For most of its 35-year history, Synaptics had been a low-margin chips and component producer for cellphones and PCs. That changed in 2019 when the board brought in a new management team led by current CEO Michael Hurlston. He went immediately to work to transform Synaptics into a high-margin Internet of Things (IoT) components producer.
In December, Synaptics completed its third major acquisition in as many years after it paid $440 million for chip maker DSP Group. DSP brings chip technology used to connect the physical world of sound and images with the digital realm. DSP has been accretive to earnings from the get-go.
Other notable acquisitions included the $444 million paid for DisplayLink, a company that dominates the market for parts used in PC docking stations. The $250 million paid for Broadcom’s (AVGO) wireless IoT business brings Wi-Fi, Bluetooth, and GPS technologies into the fold.
For Synaptics, the Internet of Things now accounts for more than 70% of revenue, up from 30% only three years ago. Enabled by recent acquisitions, Synaptics now makes parts for virtual-reality headsets, security cameras, automotive displays, voice-recognition systems, and a range of other applications.
The shares trade at only 8.8 times the reduced 2023 EPS estimates.
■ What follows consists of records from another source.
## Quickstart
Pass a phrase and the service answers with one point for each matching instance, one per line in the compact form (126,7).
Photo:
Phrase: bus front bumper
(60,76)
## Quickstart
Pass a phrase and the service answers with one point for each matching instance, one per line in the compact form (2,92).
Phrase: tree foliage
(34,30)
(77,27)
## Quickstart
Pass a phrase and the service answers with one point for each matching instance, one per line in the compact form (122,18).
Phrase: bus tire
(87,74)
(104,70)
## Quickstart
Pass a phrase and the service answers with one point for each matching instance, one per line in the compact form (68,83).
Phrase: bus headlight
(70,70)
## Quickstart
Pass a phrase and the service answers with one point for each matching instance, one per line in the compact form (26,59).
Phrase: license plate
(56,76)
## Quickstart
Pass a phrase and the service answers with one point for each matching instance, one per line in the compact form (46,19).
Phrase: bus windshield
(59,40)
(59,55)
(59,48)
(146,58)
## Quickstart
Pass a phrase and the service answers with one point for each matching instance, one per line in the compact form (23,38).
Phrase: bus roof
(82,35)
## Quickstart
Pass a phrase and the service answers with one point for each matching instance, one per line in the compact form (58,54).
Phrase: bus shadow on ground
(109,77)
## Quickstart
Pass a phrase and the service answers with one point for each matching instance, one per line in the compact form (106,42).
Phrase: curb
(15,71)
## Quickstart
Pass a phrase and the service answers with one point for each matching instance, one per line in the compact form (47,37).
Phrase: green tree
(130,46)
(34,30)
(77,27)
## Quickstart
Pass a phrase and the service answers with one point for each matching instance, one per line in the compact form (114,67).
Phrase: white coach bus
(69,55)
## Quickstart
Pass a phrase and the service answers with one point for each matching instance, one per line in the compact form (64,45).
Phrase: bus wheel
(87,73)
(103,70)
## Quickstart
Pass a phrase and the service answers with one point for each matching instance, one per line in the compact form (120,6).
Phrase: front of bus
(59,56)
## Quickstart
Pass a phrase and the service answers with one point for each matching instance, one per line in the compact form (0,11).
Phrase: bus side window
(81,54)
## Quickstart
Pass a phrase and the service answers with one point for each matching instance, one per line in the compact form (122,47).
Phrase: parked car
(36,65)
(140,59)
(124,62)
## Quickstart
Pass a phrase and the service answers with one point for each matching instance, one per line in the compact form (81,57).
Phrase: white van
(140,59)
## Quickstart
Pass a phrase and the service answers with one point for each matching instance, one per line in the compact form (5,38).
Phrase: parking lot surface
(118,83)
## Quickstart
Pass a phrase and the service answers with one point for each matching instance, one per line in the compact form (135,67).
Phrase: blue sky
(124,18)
The average for the past five years has been 12.8 times. The low P/E multiple is too enticing to ignore for such a profitable, margin-expanding, proven growth company. Investors are pricing Synaptics as if growth is gone forever. It’s not.
Growth will return, and when it returns, I expect more investors will be enticed by the value proposition. I like Synaptics’ business models. I like the growth opportunities that now reside within its wheelhouse. My price target is $135 — a 45% premium to the market price today.